Omaggio a Natalino Otto a Moneglia con la figlia Silvia
La serata si terrà alle ore 21.30 in Piazza XX Settembre
Natalino Otto è stato il precursore di tutto un modo nuovo di fare canzone in Italia: una canzone arguta, al passo con i tempi, imparentata con i cosiddetti ritmi sincopati di matrice americana, quindi jazzistica. In America c’era stato, giovanissimo, e se n’era innamorato. Aveva avuto anche l’impulso di rimanerci, ma poi, lui genovese di Cogoleto, era tornato in Italia, portandosi dietro quel bagaglio e diffondendolo, fin dai primissimi anni Quaranta.

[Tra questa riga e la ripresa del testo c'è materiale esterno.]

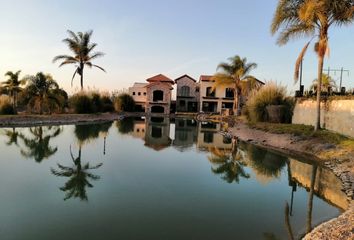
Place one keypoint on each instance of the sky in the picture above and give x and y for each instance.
(143, 38)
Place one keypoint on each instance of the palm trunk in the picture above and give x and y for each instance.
(310, 201)
(319, 87)
(82, 76)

Qualche mese fa sua figlia (sua e di Flo Sandon’s) ha dato alle stampe un magnifico cofanetto con dentro un libro di grande formato (e pieno di foto, spesso rare), due CD e tre DVD. Lei si chiama Silvia Codognotto Sandon, avendo voluto – più che legittimamente – riunire i cognomi – “al secolo”, come si dice – di entrambi i suoi illustri genitori, e verrà a presentarlo a Moneglia, conversando con Alberto Bazzurro, firma storica di Musica Jazz (e altro), che sul numero di febbraio del mensile di cui sopra ha dedicato a Slivia, e per suo tramite a Natalino, e pure a Flo, una lunga intervista, illustrata da alcune delle più belle foto del volume, che s’intitola La classe degli asini (COA The Dreambuster Publisher) come una dei brani più noti (certamente il più – diciamo così – fragrante, per più versi paradigmatico: “Signorina Maccabei, dica lei, dove sono i Pirenei?”) del grande Natalino Otto.

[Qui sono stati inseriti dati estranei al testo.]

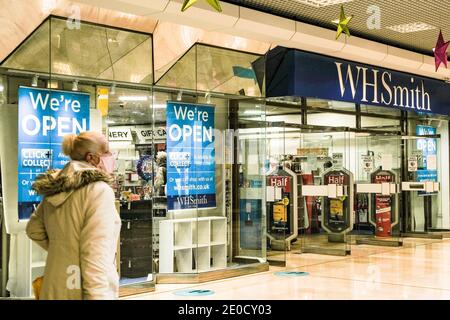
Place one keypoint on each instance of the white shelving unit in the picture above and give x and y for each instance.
(193, 245)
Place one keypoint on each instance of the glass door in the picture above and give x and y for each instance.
(377, 175)
(427, 178)
(327, 190)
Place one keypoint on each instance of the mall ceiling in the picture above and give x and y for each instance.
(409, 24)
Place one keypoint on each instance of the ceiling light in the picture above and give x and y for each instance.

Dall’intervista in oggetto, estraiamo il passo in cui Silvia introduce la figura artistica di suo padre: “Natalino è nato come batterista, ruolo svolto fino al 1937, tenendo conto che nel novembre 1932, quando di anni ne aveva venti scarsi, si è imbarcato sul Conte di Savoia, con cui nei tre anni seguenti ha compiuto la bellezza di trentaquattro traversate atlantiche, Non era però ancora Natalino Otto: non cantava, non sapeva che mestiere avrebbe fatto nella vita. Ogni volta che tornava dall’America, però, la sua valigia era piena dei dischi che comprava, oltre ad andare in tutti i posti dove si suonava jazz”. Una bella storia, no? E non è che l’inizio di un lungo viaggio, che nell’incontro di Moneglia verrà approfondito a dovere. Gli elementi non mancano di certo.